A refinery client had horrible relations with its residential neighbors. So management decided that whenever anything unusual happened at the plant that might be noticeable offsite, someone would call the local police precinct and tell the desk sergeant what was going on – even if the event was completely risk-free. That way, if a concerned neighbor called the cops, the desk sergeant could say, “Oh, yes, the refinery called. Here’s what’s happening….”
In the first five months of the new protocol, the refinery made 19 such calls to the police, all a part of this new community relations plan, not its emergency response plan.
Then one day an acrid odor was wafting through the neighborhood.
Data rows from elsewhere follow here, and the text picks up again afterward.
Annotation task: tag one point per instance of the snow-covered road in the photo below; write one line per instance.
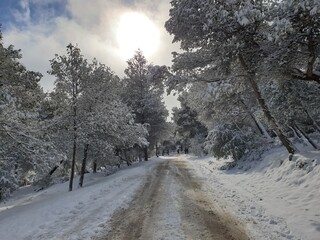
(180, 197)
(171, 205)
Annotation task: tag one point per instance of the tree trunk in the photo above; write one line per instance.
(94, 167)
(74, 148)
(84, 163)
(267, 113)
(306, 137)
(145, 150)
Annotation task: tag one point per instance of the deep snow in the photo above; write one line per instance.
(277, 198)
(274, 197)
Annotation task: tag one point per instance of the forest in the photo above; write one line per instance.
(247, 77)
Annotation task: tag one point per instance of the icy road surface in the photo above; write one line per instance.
(171, 205)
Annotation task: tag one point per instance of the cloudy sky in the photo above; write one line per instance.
(109, 30)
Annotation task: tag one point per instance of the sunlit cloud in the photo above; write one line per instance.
(44, 28)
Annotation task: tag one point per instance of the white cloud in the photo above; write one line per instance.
(91, 26)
Lots of people called the cops. “It can’t be the refinery,” the desk sergeant told every caller, “or they would have called.”
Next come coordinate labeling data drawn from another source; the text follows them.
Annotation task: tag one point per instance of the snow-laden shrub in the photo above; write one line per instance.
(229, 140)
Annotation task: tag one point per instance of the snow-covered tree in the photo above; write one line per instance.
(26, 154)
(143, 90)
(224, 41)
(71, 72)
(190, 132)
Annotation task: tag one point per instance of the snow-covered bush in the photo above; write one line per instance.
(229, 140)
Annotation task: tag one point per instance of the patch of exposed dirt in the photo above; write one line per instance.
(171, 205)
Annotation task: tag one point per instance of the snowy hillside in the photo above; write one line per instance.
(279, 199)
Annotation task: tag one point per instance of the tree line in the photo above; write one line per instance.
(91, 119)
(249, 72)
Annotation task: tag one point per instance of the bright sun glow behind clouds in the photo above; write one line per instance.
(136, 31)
The refinery earned that response with 19 technically unnecessary telephone calls. In logic this is called reasoning from the contrapositive: If you always tell people when something happens at your facility, then when something happens and you haven’t said anything, it can’t be at your facility.
Obviously, if the refinery ever failed to report an event that neighbors found worrisome, the desk sergeant would have stopped assuming that not getting a phone call meant nothing was happening at the refinery. You don’t earn the right to keep a secret by telling the truth a bunch of times first. But as long as you keep telling the truth, you earn the right for people to assume that your silence means there’s nothing you should be telling them.
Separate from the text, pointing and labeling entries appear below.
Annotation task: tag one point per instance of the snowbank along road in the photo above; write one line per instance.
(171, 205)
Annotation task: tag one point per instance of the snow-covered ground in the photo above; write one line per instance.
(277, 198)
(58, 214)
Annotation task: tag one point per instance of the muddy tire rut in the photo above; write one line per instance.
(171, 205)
This is as true for the workforce as it is for the neighborhood. If you consistently tell employees what’s going on, they learn to trust that nothing’s going on behind their backs.
In my seminars on risk communication, I call this outrage management strategy “acknowledging your current problems.” But it’s not just about actual problems; it’s about anything that stakeholders might consider a problem, especially if they weren’t told about it promptly.
Believing the Solution
The logic of the contrapositive is one of several reasons why it’s good risk communication policy to tell people what’s going on. Another reason is to build trust in your solutions when you eventually come up with some.
Suppose you have an actual environment, health, or safety problem. Naturally you’re going to do what you can to solve the problem: to figure out what’s going wrong, assess how serious it is, consider alternative solutions, pick one to try first, pilot your solution to see if it looks like it will work, etc. More often than not, it takes awhile to get a problem solved. There’s a certain amount of struggling, even flailing, before you implement an approach that works.
The natural human tendency – and the even-more-natural corporate tendency – is to do our struggling privately. Nobody likes outsiders, especially critics, watching while we struggle. So unless there’s a pressing reason to go public, we tend to keep the problem quiet until we’ve got it solved or nearly solved. Then we tell people it’s solved. Or worse, then we tell people it’s not really a problem… which it isn’t, anymore.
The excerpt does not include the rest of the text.